Nothing new in the world! Earliest cars had quite a lot of wood in
structure. Some classic cars of the twenties and thirties had bodies
partly or mostly done in wood. In this case the wood was for appearance,
with exotic woods with fine finish. Original station wagons all had
wood bodies from cowl back. Many early trucks had wood bodies.
My '53 MG-TD had a body with sheet metal over a wood frame. Earliest
Model Ts had same body structure.
Wooden wheel spokes & hubs were very common. Wooden frames common.
Never heard of wooden engine, though. Probably would have to be rebored
quite often :-)
Think Ford used wood frames on the A's or T's, and burned the scrap
into charcoal. A's according to this.
Start of Kingsford Charcoal - and the BBQ revolution maybe.
On Sun, 29 Nov 2009 11:42:38 -0600, Vic Smith wrote:
Small part right, big part wrong.
The Ford Model T and the '28-31 A (there was a Ford 'A' back in '03, he
restarted the numbering in '28) were both steel frames. Ford used wooden
panels in the floor, specifically from forward of the front seat to the
firewall and (I think) sometimes farther back.
Some of the lower-production A bodies that were built by outside vendors
had wood reinforcing, but by '28 all of the Ford-produced bodies used
steel reinforcing; any wood was for attaching upholstery and not for
Chevrolet used steel panels over a wood structure up through 1936, if I'm
getting my dates right -- there was a joke among '50's hot rodders about
the result of a collision between a Ford and a Chevy -- on the one hand
you had a bent Ford, on the other you had a pile of sheet metal and dry
Dunno about Dodge or any of the other off-brands.
Dodge (Dodge brothers) made major componets for Ford Model T and some
other auto/truck companies too.Back in the 1960s or 1970s, some
Chevrolet axels assemblies (front wheel/four wheel drive, I think) were
made by Dodge.
First all-steel-bodied car: 1903 Vauxhall.
First all-steel-bodied closed car: 1924 Dodge.
I don't think US automakers went to all-steel bodies across-the-board until
about 1935 or so (excepting woodie wagons, of course).
New-built Morgans /still/ use an ash frame. Believe it or not.

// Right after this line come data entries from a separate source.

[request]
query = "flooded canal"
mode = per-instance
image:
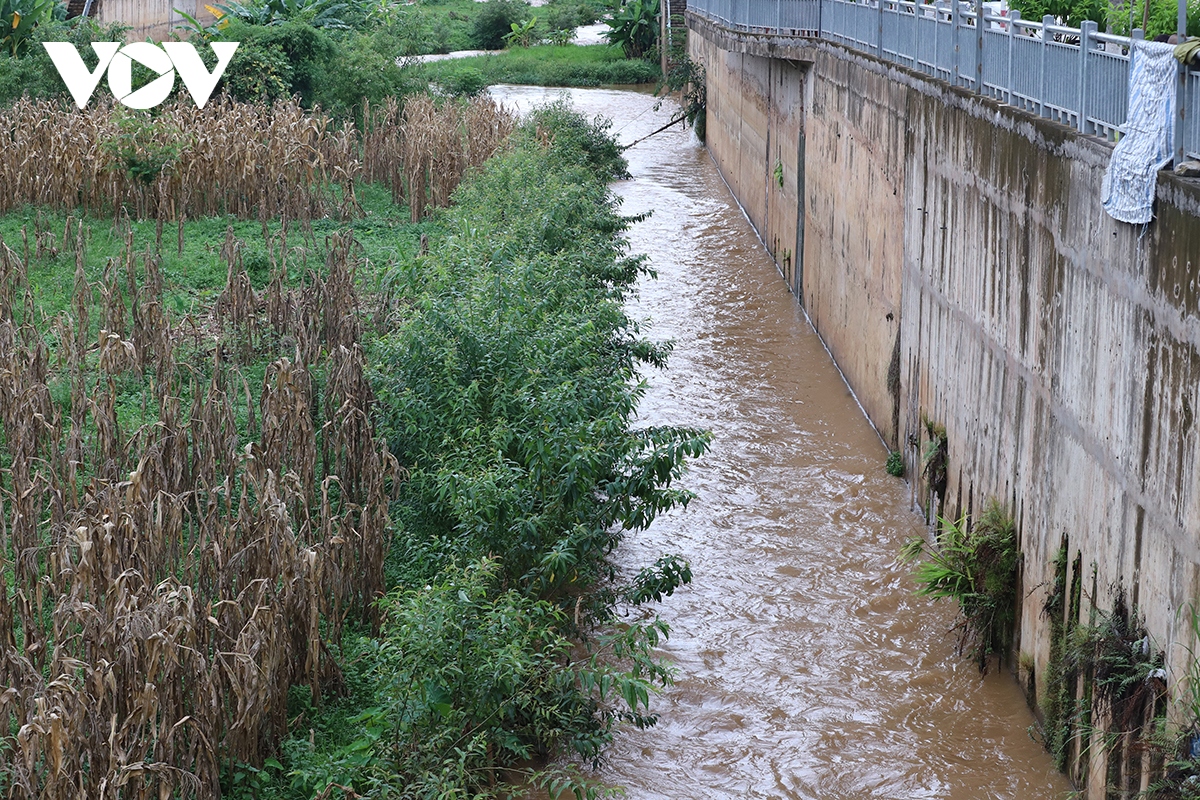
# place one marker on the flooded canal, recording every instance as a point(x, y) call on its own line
point(807, 668)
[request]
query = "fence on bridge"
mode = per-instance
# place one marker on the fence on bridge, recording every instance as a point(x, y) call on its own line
point(1078, 77)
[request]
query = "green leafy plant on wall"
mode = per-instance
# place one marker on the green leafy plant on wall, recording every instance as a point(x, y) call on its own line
point(935, 456)
point(976, 566)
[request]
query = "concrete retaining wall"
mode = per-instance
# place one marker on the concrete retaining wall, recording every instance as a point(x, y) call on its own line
point(959, 265)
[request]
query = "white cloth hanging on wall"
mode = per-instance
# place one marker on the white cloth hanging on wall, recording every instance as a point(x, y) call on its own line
point(1147, 136)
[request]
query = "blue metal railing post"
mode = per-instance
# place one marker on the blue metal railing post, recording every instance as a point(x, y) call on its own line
point(1013, 18)
point(979, 25)
point(1181, 88)
point(954, 40)
point(1085, 44)
point(1047, 22)
point(879, 30)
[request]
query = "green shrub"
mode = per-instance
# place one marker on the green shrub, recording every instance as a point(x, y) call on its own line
point(508, 388)
point(259, 72)
point(35, 76)
point(976, 566)
point(465, 82)
point(576, 142)
point(312, 58)
point(495, 20)
point(472, 678)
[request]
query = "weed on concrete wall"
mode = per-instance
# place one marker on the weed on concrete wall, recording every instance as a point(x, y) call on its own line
point(976, 565)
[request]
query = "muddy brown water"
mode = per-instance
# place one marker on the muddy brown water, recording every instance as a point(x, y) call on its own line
point(807, 668)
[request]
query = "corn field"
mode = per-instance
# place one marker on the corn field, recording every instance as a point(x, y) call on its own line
point(238, 158)
point(178, 543)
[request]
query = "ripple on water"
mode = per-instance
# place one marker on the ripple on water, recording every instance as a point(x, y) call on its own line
point(807, 667)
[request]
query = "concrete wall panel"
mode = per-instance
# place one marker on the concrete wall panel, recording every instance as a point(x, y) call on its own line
point(1060, 348)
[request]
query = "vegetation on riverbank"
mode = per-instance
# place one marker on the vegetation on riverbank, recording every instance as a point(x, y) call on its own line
point(322, 500)
point(570, 65)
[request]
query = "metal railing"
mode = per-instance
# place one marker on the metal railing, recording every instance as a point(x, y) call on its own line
point(1078, 77)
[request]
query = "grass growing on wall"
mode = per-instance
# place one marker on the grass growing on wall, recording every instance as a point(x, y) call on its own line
point(975, 565)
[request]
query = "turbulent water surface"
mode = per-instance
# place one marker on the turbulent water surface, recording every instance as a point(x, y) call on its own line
point(807, 668)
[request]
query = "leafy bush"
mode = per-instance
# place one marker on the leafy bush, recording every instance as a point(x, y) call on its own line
point(463, 82)
point(312, 59)
point(19, 18)
point(495, 20)
point(472, 677)
point(507, 388)
point(976, 566)
point(316, 13)
point(259, 72)
point(34, 74)
point(575, 142)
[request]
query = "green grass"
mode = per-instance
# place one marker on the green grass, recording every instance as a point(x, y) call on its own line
point(193, 278)
point(570, 65)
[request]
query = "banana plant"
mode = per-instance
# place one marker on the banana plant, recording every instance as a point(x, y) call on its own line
point(522, 34)
point(635, 28)
point(18, 18)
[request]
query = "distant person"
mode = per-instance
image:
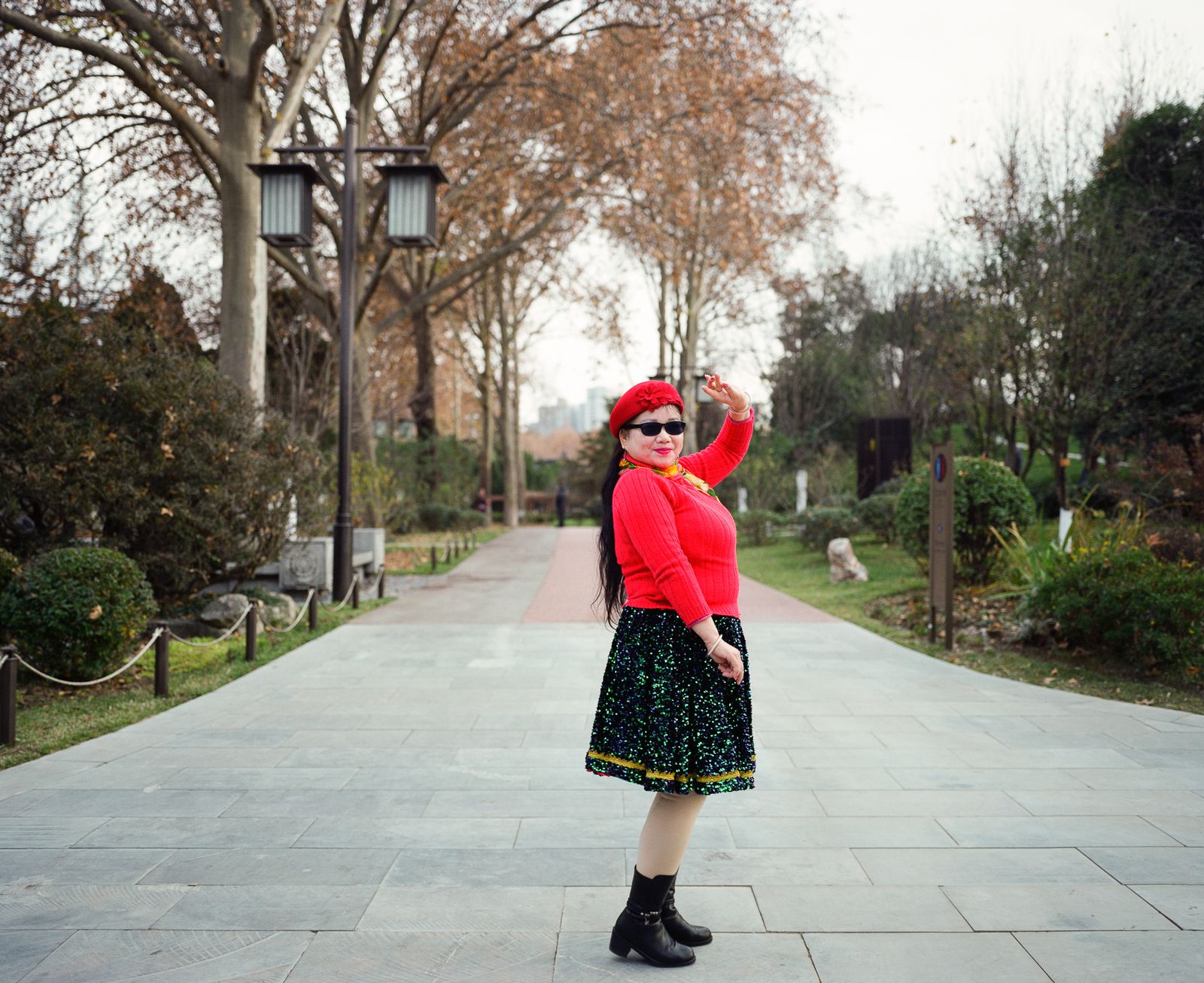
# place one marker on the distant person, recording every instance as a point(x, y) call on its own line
point(674, 711)
point(561, 503)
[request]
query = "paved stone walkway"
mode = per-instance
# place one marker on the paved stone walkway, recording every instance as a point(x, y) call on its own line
point(405, 799)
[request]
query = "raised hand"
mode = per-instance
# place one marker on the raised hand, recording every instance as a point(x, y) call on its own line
point(737, 400)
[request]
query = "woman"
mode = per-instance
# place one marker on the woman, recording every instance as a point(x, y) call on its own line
point(674, 712)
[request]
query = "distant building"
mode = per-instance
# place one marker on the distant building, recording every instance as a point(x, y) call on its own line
point(583, 418)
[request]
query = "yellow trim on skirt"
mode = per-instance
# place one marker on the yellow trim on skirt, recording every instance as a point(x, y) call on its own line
point(671, 775)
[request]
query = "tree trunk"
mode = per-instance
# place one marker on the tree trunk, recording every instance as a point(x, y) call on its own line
point(509, 477)
point(518, 461)
point(244, 322)
point(487, 415)
point(363, 429)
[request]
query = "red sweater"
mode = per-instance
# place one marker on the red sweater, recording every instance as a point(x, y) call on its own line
point(676, 543)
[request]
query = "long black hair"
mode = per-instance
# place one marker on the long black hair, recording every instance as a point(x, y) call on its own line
point(611, 592)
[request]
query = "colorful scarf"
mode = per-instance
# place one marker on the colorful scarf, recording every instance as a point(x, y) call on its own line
point(674, 473)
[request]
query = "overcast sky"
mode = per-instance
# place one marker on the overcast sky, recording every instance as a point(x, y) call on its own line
point(925, 87)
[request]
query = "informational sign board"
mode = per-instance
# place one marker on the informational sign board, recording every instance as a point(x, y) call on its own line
point(941, 539)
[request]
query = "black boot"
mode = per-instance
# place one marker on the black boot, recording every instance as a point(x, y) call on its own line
point(640, 924)
point(676, 925)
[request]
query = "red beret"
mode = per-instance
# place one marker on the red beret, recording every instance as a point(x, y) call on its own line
point(641, 397)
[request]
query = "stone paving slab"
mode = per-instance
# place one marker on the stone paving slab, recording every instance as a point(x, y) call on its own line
point(1171, 957)
point(405, 798)
point(182, 957)
point(925, 958)
point(78, 865)
point(269, 908)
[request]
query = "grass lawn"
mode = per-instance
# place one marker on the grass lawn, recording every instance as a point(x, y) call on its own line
point(51, 718)
point(804, 573)
point(411, 553)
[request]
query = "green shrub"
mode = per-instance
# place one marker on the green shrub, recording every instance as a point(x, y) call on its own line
point(470, 519)
point(9, 567)
point(987, 495)
point(114, 434)
point(822, 525)
point(1129, 604)
point(756, 527)
point(433, 517)
point(74, 612)
point(877, 513)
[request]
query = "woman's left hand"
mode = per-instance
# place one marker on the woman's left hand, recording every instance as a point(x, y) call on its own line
point(737, 400)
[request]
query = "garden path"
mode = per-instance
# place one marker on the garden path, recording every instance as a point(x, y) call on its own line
point(405, 798)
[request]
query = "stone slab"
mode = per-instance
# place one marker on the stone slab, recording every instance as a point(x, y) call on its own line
point(269, 908)
point(1160, 957)
point(858, 908)
point(187, 957)
point(22, 951)
point(509, 868)
point(372, 957)
point(924, 958)
point(298, 866)
point(196, 834)
point(1055, 907)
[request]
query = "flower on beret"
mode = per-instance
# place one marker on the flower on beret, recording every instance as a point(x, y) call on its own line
point(641, 397)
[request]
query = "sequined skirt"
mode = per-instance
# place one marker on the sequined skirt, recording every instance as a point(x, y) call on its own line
point(667, 718)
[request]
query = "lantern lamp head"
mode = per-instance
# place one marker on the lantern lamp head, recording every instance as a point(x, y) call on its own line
point(286, 216)
point(411, 218)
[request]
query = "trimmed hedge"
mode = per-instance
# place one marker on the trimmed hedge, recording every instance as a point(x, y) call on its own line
point(1130, 604)
point(9, 568)
point(987, 495)
point(877, 513)
point(74, 612)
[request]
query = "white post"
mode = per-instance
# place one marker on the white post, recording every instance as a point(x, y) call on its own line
point(1063, 528)
point(800, 492)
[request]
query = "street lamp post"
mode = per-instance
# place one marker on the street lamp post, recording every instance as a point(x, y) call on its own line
point(287, 220)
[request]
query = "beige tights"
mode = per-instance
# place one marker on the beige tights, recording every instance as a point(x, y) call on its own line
point(666, 832)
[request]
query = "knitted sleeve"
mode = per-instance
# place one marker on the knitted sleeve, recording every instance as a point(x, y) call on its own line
point(642, 503)
point(716, 461)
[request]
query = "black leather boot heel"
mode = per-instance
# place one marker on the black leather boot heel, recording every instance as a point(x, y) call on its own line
point(677, 927)
point(640, 925)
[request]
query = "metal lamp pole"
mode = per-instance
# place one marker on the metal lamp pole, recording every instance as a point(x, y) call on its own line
point(287, 220)
point(347, 299)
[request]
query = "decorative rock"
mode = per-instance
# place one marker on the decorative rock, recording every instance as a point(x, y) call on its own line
point(846, 567)
point(224, 611)
point(280, 609)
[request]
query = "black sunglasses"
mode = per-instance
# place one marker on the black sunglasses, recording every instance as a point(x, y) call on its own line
point(653, 428)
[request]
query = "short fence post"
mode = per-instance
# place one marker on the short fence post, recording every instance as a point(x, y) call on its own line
point(160, 662)
point(252, 631)
point(9, 696)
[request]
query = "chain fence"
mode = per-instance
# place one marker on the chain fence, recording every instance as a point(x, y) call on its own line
point(160, 640)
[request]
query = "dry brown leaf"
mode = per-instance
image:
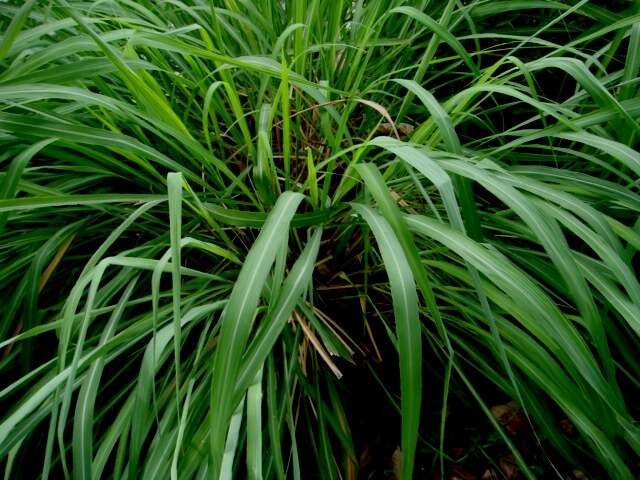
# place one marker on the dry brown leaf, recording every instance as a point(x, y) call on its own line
point(510, 416)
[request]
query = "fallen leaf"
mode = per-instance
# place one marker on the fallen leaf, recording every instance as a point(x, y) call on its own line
point(509, 467)
point(510, 416)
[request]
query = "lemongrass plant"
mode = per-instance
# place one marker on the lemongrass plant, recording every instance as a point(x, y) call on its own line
point(211, 210)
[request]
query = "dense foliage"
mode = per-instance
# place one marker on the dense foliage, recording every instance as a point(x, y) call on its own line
point(250, 237)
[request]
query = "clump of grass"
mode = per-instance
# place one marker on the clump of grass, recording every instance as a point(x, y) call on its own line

firstname.lastname@example.org wrote in
Yep. They did that in 2003 to commemorate the Ford Motor Company's 100th
From what I remember, they had enough original tooling left over (!) to
produce most of their own parts. The rest they bought in the aftermarket.
Other than "gee whiz", is there any advantage to this wooden car?
Weight? I would think the lesser body rigidity would detract as much
from the performance as the weight reduction would add.
But what do I know, I'm not an engineer.